# One lug, two wires, no marking



## jar546 (Oct 9, 2012)

How often do you see 2 wires under a single lug that is not marked for that use?  How often do you see the marking?

110.14 (A) covers this but we still seem to have an issue with compliance.


----------



## Francis Vineyard (Oct 10, 2012)

Inspected one the other day; difficult to find these markings as they are different from year to year and brand.

The link is provided as information purposes only and not a promotion of the source and author; http://www.startribune.com/printarticle/?id=141011393

Francis


----------



## Pcinspector1 (Oct 10, 2012)

I see a 14ga and a 12ga under the same lug from tine to time. Newer panel covers if present will provide me information as to how many conductors are allowed under a lug.

Does an electrican follow the torque requirement on a screw??

pc1


----------



## Dennis (Oct 10, 2012)

I have never used a torque wrench however ir is not a bad idea.  I agree that all new panels should state that the lugs are rated for multiconductors.  I believe Cutler Hammer may even be rated for 3 wires under the lug but they must all be the same size.

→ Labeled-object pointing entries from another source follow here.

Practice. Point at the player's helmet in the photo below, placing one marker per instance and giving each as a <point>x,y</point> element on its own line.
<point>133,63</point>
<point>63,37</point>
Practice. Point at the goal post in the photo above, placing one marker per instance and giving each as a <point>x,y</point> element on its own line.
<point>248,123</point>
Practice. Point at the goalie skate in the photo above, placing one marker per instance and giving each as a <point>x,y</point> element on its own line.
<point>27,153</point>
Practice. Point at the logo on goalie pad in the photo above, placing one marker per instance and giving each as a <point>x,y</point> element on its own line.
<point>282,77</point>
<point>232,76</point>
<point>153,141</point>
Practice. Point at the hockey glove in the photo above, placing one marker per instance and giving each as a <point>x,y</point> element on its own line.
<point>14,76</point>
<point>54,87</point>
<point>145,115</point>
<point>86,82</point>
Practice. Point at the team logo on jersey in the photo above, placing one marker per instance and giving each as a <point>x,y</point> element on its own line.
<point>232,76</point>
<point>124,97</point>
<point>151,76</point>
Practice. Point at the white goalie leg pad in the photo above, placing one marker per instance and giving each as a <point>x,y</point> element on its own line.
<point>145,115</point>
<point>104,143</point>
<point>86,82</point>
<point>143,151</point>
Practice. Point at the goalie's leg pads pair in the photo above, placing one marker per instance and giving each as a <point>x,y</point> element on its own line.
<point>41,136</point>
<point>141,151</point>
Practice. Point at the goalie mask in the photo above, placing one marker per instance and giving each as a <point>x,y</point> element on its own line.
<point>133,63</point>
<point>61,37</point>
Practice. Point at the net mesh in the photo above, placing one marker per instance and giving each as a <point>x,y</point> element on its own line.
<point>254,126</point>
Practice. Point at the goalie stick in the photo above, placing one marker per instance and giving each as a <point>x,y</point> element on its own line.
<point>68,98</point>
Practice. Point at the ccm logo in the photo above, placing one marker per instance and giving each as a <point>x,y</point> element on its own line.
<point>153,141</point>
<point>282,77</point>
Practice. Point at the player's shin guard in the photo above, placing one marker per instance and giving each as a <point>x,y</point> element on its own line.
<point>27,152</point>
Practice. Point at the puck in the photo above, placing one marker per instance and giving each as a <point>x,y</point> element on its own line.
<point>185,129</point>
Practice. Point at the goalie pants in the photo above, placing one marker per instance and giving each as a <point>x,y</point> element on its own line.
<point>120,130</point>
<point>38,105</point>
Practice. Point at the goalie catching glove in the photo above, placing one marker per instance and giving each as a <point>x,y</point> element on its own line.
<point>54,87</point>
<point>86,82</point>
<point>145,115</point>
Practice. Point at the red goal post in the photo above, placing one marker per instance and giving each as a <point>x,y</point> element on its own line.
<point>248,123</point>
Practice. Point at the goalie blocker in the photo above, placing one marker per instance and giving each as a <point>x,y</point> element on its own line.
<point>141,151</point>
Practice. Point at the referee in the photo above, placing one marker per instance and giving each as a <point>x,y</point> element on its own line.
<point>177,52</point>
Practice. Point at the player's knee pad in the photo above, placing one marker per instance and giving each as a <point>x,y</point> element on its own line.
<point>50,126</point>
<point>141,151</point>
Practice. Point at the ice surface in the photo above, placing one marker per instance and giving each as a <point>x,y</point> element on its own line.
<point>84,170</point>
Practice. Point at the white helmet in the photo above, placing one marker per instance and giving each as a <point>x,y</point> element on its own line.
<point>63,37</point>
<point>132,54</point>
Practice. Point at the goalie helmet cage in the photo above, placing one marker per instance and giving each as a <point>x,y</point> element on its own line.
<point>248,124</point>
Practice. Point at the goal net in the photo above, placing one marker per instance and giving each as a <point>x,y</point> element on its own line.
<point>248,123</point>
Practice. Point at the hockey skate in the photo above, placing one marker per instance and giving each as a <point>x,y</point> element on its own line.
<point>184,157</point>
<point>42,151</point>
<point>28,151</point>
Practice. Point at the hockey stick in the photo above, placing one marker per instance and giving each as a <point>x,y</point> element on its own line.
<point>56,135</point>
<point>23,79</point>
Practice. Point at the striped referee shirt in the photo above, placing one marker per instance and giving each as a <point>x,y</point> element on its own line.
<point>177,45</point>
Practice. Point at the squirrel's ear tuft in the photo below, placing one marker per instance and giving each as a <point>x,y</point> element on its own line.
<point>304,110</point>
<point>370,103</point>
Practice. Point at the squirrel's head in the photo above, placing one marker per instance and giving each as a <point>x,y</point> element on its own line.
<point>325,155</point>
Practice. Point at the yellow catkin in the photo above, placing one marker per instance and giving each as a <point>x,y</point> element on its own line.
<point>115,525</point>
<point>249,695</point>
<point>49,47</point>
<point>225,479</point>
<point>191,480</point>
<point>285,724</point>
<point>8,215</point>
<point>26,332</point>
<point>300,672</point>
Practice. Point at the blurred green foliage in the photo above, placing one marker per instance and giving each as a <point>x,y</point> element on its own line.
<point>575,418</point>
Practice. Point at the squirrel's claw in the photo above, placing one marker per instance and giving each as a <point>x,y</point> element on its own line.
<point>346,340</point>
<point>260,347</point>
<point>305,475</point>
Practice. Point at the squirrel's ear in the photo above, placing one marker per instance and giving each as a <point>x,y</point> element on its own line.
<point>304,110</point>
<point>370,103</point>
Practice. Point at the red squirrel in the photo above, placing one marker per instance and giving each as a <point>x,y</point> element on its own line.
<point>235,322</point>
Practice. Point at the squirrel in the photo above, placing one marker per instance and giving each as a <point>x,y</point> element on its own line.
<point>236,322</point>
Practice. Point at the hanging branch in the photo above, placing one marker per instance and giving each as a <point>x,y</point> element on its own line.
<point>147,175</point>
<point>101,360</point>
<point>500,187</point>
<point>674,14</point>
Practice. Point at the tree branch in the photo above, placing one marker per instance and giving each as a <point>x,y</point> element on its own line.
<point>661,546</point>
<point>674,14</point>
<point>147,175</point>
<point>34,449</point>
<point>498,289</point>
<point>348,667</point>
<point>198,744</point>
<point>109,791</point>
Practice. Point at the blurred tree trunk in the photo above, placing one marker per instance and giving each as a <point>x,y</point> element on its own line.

Also remember that the grounded conductor (neutral) cannot be doubled under the screw.  Other than that I would not lose sleep with two wires of the same size under a screw that is not a grounded conductor.  I would bet there is no difference from the older panels.


----------



## ICE (Oct 13, 2012)

The blue wire is a bonding jumper that a mechanical contractor installed to bond CSST gas pipe.


----------



## ICE (Oct 31, 2012)

jar546 said:
			
		

> How often do you see 2 wires under a single lug that is not marked for that use?


About every two weeks.


----------



## 480sparky (Oct 31, 2012)

ICE said:
			
		

> About every two weeks.


408.41 is a relatively new Article, being introduced in the 2002 NEC.


----------



## Pcinspector1 (Nov 1, 2012)

ICE,

Post #5, The blue braided bonding wire should be grounded to the grounding bar under its own lug, correct?

Post #6, The white neutral wires should be under thier own separate lug and the two copper grounding wires are permitted to be under the same lug if they are the same gauge wire as long as the panel box allows it, correct?

pc1


----------



## Dennis (Nov 1, 2012)

Pcinspector1 said:
			
		

> ICE,Post #5, The blue braided bonding wire should be grounded to the grounding bar under its own lug, correct?


  Yes, that lug is probably rated for one wire and has 3 or 4 different size wires under it so it is a violation.  FWIW, most, if not all bugs (split bolt connectors) are only rated for 2 wires.





> Post #6, The white neutral wires should be under thier own separate lug and the two copper grounding wires are permitted to be under the same lug if they are the same gauge wire as long as the panel box allows it, correct? pc1


  Correct but if it were installed before that code came to be it was legal.  Now the neutrals must be separated even if the lug accepts 2 conductors.


----------



## ICE (Nov 1, 2012)

I've gone from every two weeks to every other day.


----------